I could see the burning hatred in his eyes. My two young sons could see it too.
I pulled out my cellphone and dialed 911, telling the kids to stay close to the stroller. The man then started south on Broadway, quickening his pace. The operator asked for a description of the antagonist and whether he was armed, and promised that I’d receive a call when police arrived at the scene.
My wife caught up and hurried the kids into the bookstore while I retraced our steps, hoping to be able to provide some more specific guidance to law enforcement personnel, but by then the man was nowhere to be seen. No cops arrived. I received no phone calls.
We spent some time that night talking about the ills of racism, bigotry and anti-Semitism.
I asked each of the boys if they had been frightened by the encounter. Both replied assuredly that they hadn’t. I was proud of their courage, but regretted the loss of innocence at their young age.
It was, in fact, their second confrontation with prejudice in recent months. In June, in the midst of coronavirus lockdown, one of them, again wearing a kippah and face-mask, inadvertently sat too close to someone on a local park bench. “You guys think you’re above the law,” he was angrily told. “You think you can get all the rest of us sick.”

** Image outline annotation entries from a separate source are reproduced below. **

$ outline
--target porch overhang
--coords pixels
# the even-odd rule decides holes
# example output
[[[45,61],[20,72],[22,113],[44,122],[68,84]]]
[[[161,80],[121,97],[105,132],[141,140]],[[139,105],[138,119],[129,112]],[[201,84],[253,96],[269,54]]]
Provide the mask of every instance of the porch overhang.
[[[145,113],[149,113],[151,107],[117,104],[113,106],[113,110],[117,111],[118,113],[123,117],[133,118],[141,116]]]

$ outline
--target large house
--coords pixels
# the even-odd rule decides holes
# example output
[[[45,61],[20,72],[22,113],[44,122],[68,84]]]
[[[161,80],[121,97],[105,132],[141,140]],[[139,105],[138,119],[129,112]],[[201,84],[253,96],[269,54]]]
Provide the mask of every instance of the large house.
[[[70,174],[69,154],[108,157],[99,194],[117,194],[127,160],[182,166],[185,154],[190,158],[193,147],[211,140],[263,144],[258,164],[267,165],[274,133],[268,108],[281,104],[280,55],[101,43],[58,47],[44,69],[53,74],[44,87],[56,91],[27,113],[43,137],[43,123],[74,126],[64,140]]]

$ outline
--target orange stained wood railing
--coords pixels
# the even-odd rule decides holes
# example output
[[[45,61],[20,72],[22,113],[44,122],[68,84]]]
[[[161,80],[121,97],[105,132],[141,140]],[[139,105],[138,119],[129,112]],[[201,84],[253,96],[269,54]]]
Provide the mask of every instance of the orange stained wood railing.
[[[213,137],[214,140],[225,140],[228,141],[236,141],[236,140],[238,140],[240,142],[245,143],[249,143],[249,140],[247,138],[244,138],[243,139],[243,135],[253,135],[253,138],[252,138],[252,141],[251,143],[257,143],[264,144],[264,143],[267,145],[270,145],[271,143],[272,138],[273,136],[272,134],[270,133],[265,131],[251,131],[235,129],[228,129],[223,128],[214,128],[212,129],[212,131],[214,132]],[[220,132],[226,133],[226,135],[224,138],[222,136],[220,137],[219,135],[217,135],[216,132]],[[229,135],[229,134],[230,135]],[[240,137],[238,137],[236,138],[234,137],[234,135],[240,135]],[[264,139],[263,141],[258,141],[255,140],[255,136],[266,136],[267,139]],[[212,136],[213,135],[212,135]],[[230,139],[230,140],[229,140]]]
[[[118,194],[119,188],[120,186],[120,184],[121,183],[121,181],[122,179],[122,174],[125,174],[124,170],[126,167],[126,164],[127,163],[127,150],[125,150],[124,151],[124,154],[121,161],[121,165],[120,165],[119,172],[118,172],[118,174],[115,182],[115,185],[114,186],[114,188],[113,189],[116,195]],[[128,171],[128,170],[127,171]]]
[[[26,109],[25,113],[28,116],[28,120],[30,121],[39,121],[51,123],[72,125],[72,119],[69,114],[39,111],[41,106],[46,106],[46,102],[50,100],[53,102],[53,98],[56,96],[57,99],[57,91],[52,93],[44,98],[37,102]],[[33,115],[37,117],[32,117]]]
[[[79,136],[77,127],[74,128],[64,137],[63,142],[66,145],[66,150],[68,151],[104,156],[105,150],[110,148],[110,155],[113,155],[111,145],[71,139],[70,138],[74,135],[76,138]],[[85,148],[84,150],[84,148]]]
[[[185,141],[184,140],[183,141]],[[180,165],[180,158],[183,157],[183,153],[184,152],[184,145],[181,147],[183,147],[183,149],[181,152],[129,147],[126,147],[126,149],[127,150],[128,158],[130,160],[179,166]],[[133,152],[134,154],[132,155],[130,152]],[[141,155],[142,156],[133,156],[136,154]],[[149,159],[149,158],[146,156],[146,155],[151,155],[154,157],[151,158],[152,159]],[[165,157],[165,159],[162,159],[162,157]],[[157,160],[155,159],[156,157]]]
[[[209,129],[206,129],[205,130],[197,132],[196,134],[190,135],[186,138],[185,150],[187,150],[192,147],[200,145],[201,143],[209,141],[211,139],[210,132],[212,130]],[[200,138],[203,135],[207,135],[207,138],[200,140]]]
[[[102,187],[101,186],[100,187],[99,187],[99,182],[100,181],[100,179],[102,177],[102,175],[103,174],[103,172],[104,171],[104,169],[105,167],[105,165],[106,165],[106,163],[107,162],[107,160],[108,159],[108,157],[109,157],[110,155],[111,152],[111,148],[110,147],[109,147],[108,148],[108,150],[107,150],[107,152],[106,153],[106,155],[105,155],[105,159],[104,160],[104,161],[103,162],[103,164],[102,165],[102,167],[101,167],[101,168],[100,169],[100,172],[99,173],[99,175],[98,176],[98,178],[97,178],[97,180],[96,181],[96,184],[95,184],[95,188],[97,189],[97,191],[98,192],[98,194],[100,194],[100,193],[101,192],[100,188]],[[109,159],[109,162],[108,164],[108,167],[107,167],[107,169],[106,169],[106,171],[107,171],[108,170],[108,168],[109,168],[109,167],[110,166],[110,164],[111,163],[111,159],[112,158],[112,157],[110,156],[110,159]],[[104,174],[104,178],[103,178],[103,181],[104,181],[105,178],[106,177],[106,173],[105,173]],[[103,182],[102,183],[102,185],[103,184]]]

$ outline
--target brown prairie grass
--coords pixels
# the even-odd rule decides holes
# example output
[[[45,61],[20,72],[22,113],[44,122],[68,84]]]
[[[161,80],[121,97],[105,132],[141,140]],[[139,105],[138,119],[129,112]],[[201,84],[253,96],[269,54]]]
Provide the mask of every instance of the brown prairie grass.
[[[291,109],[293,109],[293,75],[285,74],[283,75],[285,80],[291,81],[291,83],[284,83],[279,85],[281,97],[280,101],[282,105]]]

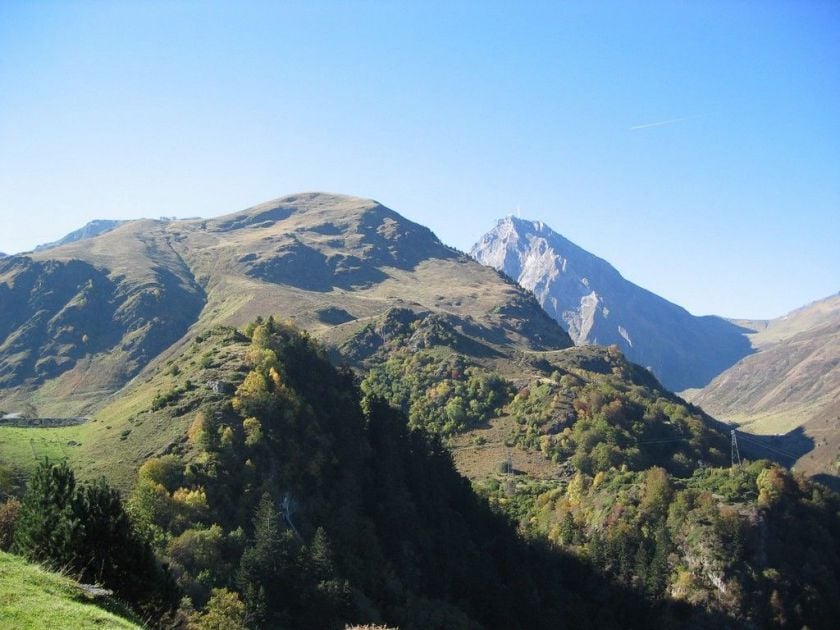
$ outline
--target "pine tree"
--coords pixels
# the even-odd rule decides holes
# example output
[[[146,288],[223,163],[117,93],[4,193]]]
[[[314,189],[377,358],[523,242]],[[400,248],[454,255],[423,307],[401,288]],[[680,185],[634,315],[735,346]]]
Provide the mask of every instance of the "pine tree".
[[[75,491],[76,477],[66,462],[44,460],[38,466],[15,527],[18,553],[54,568],[74,565],[81,529],[74,511]]]

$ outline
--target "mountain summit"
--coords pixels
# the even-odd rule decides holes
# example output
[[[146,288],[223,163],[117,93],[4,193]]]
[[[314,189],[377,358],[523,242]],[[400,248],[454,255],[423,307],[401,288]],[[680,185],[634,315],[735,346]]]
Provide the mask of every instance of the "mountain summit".
[[[751,352],[745,329],[625,280],[542,221],[501,219],[471,255],[533,291],[576,344],[615,344],[669,389],[703,387]]]

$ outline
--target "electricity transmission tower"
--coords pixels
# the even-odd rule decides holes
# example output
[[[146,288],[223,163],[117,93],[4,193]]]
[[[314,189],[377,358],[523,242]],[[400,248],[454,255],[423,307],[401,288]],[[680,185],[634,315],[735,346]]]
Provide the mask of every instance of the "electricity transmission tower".
[[[738,466],[741,465],[741,453],[738,452],[738,436],[735,435],[735,429],[732,429],[729,434],[732,436],[732,453],[730,457],[732,459],[732,467],[734,468],[736,464]]]

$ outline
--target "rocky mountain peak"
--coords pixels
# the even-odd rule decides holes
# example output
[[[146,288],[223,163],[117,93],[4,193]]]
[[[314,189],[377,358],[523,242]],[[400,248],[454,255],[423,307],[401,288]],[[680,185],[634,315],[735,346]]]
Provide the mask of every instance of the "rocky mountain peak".
[[[615,344],[673,390],[702,387],[751,351],[743,328],[636,286],[542,221],[505,217],[470,253],[531,290],[576,344]]]

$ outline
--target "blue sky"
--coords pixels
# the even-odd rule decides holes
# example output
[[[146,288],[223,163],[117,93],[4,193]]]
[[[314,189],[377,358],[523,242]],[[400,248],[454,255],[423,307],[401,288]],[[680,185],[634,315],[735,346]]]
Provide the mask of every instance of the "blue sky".
[[[306,190],[781,315],[840,289],[840,3],[0,2],[0,251]]]

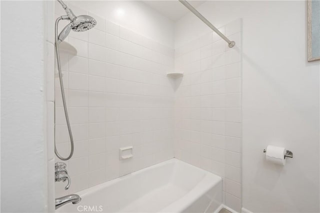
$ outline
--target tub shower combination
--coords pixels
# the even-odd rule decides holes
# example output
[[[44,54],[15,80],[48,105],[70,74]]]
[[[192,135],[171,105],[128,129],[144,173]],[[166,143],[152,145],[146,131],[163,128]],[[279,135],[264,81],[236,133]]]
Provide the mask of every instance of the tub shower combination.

Growing up in England, encounters along these lines weren’t all that rare, but I didn’t expect to find them in the United States. Certainly not in New York, and certainly not on the Upper West Side.
Was this an aberration? Or the product of a new trend, in which the chaos of recent times has sent ancient prejudices bubbling to the surface? Some data points to the latter; bigots of all stripes, once isolated on the fringes, are thronging to unregulated social media watering holes, amplifying one another and strengthening their resolve. At The Algemeiner we’ve covered these developments extensively, but nothing quite compares to first-hand experience.
I wondered what this man could do next time, a man whose hate is such that he has no qualms aggressively accosting a parent with children in the street.
Have our religious identifiers become inviting targets on our backs in the U.S., as they have become in France and elsewhere? Are we prepared?
I recalled my grandmothers, both chased from their homes by the Nazis at the very same ages as my own young children, and my great-grandparents, murdered by those doing the bidding of the man saluted by our assailant.
I asked my oldest what he thinks we should do. “Write about it,” he suggested. “So that everyone knows.”
The next night, while listing his favorite things, he placed “being Jewish” in second place (first was Pokémon GO).
And with that, my confidence in the future was restored. True, the hatred may never die, but as long as unflappable Jewish pride burns within our children’s hearts it simply cannot overcome us.
Dovid Efune is the editor-in-chief and CEO of The Algemeiner.